SAG-AFTRA Preparing Picket Signs As Possible Strike Looms

SAG-AFTRA is making picket signs in the event of a strike next week.

“If a strike becomes necessary, we’re ready,” the guild said in postings on social media Friday. A strike, if it comes to that, would be the actors first against the film and TV industry since 1980, when pre-merger SAG and AFTRA struck to establish contract terms for pay-TV and videocassettes. That walkout lasted more than three months.

Saying that it’s “preparing for a potential TV/theatrical/streaming strike,” SAG-AFTRA sent out a survey to members this week asking them if and how they’d like to volunteer in the event a walkout is called. 

The guild and the Alliance of Motion Picture and Television Producers still have until Wednesday to make a deal. They extended their current contract, which had been set to expire on June 30, until July 12 to allow bargaining to continue.

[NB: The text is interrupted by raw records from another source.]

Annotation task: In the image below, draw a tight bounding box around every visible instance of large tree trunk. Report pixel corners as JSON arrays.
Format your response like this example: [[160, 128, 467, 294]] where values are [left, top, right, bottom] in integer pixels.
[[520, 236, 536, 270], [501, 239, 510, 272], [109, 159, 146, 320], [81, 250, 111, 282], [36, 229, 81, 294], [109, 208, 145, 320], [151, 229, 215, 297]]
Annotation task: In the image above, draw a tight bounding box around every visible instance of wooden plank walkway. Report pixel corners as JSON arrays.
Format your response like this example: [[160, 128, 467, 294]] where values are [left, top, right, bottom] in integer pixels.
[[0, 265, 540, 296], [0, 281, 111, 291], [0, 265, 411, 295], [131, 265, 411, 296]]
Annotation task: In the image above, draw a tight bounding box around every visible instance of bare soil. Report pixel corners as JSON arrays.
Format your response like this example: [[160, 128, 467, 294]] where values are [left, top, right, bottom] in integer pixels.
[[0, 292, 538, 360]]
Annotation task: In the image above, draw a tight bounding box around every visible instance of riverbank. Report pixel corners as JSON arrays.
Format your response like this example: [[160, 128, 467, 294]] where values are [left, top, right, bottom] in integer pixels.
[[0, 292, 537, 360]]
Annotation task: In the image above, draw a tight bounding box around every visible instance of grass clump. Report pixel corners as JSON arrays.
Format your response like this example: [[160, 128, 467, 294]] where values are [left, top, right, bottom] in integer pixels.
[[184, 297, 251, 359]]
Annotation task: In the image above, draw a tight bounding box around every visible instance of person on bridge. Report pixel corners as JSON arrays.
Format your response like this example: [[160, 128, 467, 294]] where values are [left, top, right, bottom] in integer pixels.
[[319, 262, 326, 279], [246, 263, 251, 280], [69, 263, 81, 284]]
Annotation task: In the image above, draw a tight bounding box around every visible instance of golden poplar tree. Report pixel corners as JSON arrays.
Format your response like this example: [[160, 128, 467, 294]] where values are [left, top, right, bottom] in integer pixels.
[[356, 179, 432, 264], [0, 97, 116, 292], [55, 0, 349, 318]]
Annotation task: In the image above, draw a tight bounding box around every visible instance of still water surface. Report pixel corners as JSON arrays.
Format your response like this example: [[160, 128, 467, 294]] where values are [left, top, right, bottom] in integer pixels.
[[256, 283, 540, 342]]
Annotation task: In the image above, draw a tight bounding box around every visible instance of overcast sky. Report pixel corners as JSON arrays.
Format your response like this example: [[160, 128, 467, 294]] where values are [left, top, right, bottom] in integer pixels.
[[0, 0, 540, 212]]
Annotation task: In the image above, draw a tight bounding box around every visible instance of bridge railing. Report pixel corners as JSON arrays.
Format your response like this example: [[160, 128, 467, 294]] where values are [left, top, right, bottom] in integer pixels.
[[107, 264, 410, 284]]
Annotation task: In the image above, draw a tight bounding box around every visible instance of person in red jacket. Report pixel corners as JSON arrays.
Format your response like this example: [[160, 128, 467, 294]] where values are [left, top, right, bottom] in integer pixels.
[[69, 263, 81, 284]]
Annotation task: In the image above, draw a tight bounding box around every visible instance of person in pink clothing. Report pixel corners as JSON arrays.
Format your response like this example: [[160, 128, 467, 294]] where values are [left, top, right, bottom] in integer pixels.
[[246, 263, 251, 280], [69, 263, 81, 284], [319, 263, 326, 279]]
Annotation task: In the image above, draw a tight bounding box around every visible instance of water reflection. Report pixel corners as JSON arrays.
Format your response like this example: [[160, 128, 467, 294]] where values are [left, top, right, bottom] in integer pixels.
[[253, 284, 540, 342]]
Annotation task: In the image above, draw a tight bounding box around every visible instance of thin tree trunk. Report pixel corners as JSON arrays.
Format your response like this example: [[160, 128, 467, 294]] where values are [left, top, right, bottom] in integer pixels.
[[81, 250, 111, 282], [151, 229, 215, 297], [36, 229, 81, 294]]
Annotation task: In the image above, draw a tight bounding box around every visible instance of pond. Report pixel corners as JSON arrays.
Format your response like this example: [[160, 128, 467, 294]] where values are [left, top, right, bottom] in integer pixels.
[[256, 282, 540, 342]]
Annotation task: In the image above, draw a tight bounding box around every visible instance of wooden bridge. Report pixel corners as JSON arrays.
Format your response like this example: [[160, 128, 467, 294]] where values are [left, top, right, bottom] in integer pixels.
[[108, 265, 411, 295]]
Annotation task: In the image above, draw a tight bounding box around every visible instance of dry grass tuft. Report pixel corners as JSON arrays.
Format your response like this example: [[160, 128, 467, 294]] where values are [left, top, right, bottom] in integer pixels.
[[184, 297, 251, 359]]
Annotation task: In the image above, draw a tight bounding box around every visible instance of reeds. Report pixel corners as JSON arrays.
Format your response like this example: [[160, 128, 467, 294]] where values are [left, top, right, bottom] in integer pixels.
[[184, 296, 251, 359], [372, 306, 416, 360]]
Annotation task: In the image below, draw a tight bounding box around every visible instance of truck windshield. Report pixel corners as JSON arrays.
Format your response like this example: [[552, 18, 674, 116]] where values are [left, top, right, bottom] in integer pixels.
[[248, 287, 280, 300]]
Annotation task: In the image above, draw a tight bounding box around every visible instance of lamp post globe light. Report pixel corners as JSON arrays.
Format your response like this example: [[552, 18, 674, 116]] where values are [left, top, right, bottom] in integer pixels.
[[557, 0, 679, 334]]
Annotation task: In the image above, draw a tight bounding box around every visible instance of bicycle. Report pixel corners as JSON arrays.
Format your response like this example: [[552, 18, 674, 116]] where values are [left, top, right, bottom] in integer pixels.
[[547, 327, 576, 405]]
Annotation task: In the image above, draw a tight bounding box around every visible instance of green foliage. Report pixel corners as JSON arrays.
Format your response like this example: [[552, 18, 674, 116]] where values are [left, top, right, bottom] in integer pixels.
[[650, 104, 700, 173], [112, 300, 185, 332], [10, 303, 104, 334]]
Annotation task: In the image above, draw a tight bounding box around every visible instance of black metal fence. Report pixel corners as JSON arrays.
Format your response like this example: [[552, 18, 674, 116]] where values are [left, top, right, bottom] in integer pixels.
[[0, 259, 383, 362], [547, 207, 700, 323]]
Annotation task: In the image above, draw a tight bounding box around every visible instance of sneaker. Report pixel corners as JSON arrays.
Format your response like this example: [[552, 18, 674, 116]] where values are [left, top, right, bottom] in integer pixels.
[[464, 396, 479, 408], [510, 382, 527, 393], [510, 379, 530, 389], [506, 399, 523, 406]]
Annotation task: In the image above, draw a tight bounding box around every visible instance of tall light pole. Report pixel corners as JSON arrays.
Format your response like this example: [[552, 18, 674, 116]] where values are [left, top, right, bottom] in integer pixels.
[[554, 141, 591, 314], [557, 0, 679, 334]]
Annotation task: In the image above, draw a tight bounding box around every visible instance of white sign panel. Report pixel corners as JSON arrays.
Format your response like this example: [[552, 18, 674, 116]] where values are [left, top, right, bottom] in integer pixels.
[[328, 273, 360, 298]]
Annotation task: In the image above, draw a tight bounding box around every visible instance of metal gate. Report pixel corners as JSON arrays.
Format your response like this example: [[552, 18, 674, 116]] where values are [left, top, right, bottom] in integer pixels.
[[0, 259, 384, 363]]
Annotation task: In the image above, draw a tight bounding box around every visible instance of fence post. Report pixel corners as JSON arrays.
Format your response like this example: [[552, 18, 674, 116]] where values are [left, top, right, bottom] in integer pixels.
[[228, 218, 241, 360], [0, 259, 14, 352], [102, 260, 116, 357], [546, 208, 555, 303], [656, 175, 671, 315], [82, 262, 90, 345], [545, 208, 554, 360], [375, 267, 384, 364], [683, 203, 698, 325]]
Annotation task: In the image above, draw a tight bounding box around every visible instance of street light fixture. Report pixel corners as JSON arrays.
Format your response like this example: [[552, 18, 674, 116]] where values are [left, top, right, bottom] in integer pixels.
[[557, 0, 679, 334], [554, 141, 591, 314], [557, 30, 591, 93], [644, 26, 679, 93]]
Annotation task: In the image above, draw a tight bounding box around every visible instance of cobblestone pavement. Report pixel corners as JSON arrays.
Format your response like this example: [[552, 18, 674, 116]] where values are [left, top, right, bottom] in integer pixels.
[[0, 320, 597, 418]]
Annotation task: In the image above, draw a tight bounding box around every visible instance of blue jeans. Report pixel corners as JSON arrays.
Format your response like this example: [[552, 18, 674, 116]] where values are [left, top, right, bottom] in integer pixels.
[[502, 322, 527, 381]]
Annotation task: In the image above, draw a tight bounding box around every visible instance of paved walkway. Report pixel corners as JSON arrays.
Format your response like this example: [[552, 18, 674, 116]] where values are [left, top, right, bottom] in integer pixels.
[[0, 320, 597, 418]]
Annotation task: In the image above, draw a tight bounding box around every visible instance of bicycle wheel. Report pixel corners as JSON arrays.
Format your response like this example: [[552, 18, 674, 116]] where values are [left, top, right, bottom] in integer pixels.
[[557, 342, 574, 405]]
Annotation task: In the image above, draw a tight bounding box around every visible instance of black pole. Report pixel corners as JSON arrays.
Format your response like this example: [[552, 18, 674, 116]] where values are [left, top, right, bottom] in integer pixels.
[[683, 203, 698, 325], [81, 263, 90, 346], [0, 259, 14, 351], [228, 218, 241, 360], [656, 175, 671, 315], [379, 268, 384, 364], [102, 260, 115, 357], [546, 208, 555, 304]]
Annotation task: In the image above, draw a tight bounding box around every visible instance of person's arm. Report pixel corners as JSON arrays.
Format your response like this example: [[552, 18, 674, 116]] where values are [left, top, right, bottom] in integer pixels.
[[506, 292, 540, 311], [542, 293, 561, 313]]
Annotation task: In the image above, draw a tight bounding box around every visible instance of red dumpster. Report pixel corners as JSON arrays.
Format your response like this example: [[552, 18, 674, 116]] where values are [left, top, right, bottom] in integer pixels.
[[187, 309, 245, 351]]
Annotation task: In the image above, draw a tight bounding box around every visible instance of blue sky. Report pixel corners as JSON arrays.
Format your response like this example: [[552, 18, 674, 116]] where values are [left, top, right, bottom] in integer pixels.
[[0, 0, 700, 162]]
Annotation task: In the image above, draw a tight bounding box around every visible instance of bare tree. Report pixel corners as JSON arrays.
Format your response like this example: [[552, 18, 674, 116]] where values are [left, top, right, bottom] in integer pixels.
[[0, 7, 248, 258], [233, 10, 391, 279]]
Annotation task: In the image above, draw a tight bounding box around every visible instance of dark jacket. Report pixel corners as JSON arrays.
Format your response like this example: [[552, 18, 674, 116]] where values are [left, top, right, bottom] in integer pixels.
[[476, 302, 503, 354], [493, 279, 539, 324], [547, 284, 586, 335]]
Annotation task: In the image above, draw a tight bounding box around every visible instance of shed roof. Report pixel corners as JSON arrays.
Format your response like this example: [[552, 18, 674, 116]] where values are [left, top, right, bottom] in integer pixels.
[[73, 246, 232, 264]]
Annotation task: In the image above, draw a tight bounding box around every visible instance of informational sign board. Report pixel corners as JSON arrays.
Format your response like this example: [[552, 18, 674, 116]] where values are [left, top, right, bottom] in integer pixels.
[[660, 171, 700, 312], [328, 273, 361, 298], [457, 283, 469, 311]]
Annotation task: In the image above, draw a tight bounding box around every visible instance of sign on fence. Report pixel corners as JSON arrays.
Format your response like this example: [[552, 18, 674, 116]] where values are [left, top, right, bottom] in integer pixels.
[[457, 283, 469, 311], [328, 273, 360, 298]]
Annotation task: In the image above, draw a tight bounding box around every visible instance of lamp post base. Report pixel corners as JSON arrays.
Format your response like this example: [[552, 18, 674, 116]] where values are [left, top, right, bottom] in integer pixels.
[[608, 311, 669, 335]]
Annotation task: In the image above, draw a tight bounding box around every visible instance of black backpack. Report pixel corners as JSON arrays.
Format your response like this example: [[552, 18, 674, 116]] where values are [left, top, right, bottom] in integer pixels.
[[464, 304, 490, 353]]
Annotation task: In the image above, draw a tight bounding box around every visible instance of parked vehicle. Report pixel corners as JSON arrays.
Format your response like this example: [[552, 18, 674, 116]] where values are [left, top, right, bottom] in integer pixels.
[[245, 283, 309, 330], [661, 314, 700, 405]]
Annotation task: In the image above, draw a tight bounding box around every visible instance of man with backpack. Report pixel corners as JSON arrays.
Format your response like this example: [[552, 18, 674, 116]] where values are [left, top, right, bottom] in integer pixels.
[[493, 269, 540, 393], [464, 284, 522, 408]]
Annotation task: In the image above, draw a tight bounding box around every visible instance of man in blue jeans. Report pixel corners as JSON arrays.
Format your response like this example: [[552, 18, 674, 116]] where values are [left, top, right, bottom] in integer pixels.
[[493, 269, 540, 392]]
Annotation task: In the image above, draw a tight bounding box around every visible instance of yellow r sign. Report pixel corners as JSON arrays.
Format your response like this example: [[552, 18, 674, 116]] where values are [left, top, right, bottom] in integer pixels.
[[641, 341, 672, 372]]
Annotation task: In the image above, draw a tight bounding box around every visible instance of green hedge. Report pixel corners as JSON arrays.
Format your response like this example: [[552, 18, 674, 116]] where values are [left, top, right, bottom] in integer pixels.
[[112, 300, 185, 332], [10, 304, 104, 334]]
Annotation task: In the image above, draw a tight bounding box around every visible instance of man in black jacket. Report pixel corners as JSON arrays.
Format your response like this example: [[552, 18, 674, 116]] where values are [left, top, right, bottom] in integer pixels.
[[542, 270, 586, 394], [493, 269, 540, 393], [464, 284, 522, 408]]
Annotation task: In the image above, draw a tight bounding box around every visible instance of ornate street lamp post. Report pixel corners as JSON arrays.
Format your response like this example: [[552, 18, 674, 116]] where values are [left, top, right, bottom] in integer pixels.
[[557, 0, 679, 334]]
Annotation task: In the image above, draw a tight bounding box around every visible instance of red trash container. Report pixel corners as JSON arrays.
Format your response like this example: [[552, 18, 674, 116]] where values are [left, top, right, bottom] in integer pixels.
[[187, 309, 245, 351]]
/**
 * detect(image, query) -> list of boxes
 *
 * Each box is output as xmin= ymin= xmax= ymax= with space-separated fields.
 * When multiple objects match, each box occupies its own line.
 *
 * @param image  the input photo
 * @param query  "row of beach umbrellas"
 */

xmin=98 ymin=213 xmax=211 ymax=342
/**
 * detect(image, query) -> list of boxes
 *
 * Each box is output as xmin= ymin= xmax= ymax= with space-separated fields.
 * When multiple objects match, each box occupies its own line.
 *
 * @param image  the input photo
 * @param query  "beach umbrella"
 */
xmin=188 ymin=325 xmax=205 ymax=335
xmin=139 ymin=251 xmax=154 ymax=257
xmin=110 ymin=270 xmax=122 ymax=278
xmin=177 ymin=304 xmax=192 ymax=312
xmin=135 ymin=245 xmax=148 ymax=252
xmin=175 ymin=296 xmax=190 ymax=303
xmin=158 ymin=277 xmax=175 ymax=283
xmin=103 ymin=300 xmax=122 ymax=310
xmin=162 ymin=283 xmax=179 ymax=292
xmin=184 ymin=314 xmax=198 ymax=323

On June 5, the guild’s members voted 98% in favor of authorizing a strike if a fair deal couldn’t be reached. Since then, more than 1,700 members signed a letter to SAG-AFTRA leaders urging them to stand strong at the bargaining table and “join the WGA on the picket lines” if a major “realignment in our industry” can’t be achieved. The Writers Guild strike is now in its 67th day.

Prior to the strike authorization vote, the guild laid out some of its key bargaining issues, which include “economic fairness, residuals, regulating the use of artificial intelligence and alleviating the burdens of the industry-wide shift to self-taping.”

With respect to economic fairness, the guild said:

As for residuals, the guild said that “While new business models mean that more and more SAG-AFTRA content is monetized around the globe, residuals payments are failing to reflect the economic value of this exhibition. SAG-AFTRA is committed to ensuring residual payments both reflect the economic value of our members’ contribution, and serve as a meaningful source of performer earnings.

With respect to AI, the guild said: “Artificial intelligence has already proven to be a real and immediate threat to the work of our members and can mimic members’ voices, likenesses and performances. We must get agreement around acceptable uses, bargain protections against misuse, and ensure consent and fair compensation for the use of your work to train AI systems and create new performances. In their public statements and policy work, the companies have not shown a desire to take our members’ basic rights to our own voices and likenesses seriously.”

Self-taped auditions, meanwhile, “are unregulated and out of control,” the guild said. “Too many pages, too little time and unreasonable requirements have made self-taping auditions a massive, daily, uncompensated burden on the lives of performers. Reasonable rules and limitations, and access to other casting formats, are sorely needed to ensure fair access to work opportunities and protect performers against exploitation.”